Thanks to a nationwide shortage of nitrous oxide, a critical ingredient in aerosol whipped creams, some major manufacturers were not be able to keep up with the holiday demand this year.
The story behind the whipped cream shortage—which involves laughing gas, a tragic explosion and a federal investigation—reveals one of the industrial food system’s core weaknesses: the increasing concentration of power among a few companies in a few areas and at a handful of plants.

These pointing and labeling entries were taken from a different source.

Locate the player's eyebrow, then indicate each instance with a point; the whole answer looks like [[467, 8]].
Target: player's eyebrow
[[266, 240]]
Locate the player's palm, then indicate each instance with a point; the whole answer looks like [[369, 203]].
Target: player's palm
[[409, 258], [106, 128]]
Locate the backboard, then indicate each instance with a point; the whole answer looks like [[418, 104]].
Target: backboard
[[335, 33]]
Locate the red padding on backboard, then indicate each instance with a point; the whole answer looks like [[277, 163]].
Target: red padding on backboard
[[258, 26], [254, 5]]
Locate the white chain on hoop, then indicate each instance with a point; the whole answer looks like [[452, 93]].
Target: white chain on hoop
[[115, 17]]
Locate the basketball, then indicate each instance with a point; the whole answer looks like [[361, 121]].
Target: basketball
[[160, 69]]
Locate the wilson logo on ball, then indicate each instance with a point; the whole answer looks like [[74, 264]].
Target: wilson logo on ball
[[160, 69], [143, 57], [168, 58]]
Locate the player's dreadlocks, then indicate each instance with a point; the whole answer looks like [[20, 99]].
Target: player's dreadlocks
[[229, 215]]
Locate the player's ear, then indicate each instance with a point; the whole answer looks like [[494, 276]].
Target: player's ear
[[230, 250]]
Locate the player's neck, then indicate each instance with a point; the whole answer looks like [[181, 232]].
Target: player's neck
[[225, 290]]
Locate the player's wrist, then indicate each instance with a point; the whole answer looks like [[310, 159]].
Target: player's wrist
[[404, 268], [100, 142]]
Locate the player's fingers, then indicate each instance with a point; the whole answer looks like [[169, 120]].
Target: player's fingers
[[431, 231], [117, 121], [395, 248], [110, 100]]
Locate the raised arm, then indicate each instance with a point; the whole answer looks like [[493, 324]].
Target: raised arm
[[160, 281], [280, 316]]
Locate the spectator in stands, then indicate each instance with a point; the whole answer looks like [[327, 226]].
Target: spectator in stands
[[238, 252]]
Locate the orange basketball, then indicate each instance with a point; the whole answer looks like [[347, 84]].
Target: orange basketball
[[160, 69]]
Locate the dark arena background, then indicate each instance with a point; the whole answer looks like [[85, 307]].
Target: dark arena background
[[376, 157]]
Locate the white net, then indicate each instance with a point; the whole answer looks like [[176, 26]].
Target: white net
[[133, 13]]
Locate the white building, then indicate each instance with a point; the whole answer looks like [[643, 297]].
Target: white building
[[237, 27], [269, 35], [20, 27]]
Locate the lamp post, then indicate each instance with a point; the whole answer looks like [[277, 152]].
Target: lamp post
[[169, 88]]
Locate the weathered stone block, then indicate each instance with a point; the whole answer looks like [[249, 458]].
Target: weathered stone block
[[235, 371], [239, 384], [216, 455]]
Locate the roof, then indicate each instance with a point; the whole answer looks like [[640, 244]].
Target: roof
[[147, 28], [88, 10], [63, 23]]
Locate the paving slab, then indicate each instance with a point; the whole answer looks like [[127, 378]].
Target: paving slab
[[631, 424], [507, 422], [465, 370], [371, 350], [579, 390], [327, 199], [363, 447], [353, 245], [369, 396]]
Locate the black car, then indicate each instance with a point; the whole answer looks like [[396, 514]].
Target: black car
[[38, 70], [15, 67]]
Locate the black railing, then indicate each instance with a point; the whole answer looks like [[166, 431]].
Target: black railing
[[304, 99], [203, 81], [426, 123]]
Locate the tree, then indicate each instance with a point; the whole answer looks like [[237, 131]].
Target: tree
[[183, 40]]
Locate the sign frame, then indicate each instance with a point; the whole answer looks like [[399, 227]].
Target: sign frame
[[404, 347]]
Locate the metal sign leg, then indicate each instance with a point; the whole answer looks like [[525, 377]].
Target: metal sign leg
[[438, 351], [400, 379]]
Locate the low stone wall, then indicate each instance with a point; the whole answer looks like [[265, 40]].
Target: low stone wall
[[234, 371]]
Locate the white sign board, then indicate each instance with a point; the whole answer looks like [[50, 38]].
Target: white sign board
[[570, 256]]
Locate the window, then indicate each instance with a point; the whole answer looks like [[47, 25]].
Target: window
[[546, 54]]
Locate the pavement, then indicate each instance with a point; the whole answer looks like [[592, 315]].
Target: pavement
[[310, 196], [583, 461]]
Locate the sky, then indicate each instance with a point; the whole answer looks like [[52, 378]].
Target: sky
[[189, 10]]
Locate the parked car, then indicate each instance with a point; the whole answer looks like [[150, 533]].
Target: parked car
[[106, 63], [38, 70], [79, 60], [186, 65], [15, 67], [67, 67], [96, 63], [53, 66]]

“This story is a metaphor for the vulnerability of the entire food system,” said Daniel Block, a professor at Chicago State University who has studied the geography of food distribution. “It serves as a sort of canary in a coal mine, in the case [there] was a real industrial disaster.”
Just two companies, Air Liquide and Matheson Tri-Gas, produce nitrous oxide for all of the United States and Canada. Together, they operate five nitrous oxide plants, which supply the three packing facilities that can the majority of America’s whipped creams.
At each of these highly consolidated nodes, even a small disruption could impact a large number of products further down the supply chain.
On Aug. 28, the Air Liquide nitrous oxide facility in Florida— operated by its subsidiary Airgas—experienced a fatal explosion that left one man dead. The incident, which is still under federal investigation, reduced the company’s nitrous oxide output in “the short-term,” spokeswoman Sarah Boxler said.
Air Liquide has allocated its remaining supply to medical clients first and back-burnered its clients in food manufacturing.
Manufacturers say the shortages will strike consumers on a store-by-store basis, depending on demand and preexisting inventory. Right now, restaurants, hospitals and schools—not grocery stores—are taking priority.